Millares resides in Stockholm with her husband and their four children.

Photo: Joel Nilsson

Agent Erik Larsson

 
 

WORKS

FRUITS OF MY LABOR

 
 

Published 2021
Genre fiction
Pages 268

A seed can take root and begin to grow at any time if only the conditions are right: the temperature, the humidity, the air, and the soil. Like a seed, a baby can only be germinated a few days in a month. It must be timed exactly—the egg letting go of the ovary, the reluctant man letting go of control.

Alma longs for children, she sees babies and pregnant bellies everywhere. When she meets Caesar, there is an immediate attraction. It is a physical sensation: a yearning to put her hand on his arm, her cheek to his neck to inhale his scent.

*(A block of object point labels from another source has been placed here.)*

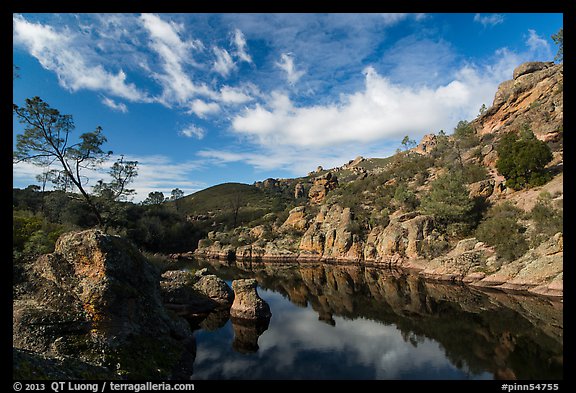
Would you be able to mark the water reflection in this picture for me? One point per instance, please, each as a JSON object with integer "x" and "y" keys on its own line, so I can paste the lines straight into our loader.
{"x": 356, "y": 322}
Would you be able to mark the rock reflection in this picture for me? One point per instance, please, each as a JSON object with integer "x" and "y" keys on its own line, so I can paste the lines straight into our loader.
{"x": 508, "y": 336}
{"x": 246, "y": 334}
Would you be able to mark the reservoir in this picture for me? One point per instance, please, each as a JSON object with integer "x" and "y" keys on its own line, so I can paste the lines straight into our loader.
{"x": 372, "y": 323}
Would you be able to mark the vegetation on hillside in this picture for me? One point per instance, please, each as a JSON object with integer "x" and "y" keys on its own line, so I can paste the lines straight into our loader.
{"x": 437, "y": 183}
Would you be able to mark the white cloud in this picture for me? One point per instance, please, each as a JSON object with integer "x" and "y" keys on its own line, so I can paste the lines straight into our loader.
{"x": 489, "y": 20}
{"x": 155, "y": 173}
{"x": 223, "y": 63}
{"x": 383, "y": 110}
{"x": 234, "y": 95}
{"x": 59, "y": 51}
{"x": 193, "y": 131}
{"x": 538, "y": 45}
{"x": 202, "y": 108}
{"x": 174, "y": 54}
{"x": 287, "y": 64}
{"x": 240, "y": 43}
{"x": 120, "y": 107}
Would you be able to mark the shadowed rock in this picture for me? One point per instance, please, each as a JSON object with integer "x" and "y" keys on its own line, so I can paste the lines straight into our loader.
{"x": 247, "y": 332}
{"x": 247, "y": 304}
{"x": 96, "y": 299}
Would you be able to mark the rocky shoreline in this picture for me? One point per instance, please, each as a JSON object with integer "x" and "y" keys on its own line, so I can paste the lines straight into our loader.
{"x": 539, "y": 272}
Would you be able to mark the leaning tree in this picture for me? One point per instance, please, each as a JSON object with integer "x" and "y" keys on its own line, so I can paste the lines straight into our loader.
{"x": 47, "y": 141}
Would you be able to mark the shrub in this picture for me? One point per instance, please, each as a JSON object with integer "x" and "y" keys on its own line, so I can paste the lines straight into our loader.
{"x": 522, "y": 160}
{"x": 405, "y": 197}
{"x": 502, "y": 231}
{"x": 474, "y": 172}
{"x": 547, "y": 220}
{"x": 449, "y": 203}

But Caesar does not want children. He wants to eat out, sleep late, and come home when he feels like it. They are incompatible. Alma should break up with him, but something makes her stay. 

They continue seeing each other, going out for drinks, going on road trips, and spending long nights together. But as time passes, Alma comes to regard every used-up birth control packet as a manifesto of wasted days and spoiled eggs.

When she, despite Caesar's resistance, becomes pregnant, things do not turn out the way she had planned. She does not get an ultrasound image to post on Instagram, instead she learns that her baby has only half a heart.

 
 

REVIEWS

‘Like a stranglehold on all internal organs.’
- Svenska Dagbladet

‘With a distinct eye for nuances, Emilia Millares provides this realistic and psychological contemporary novel with existential depth.’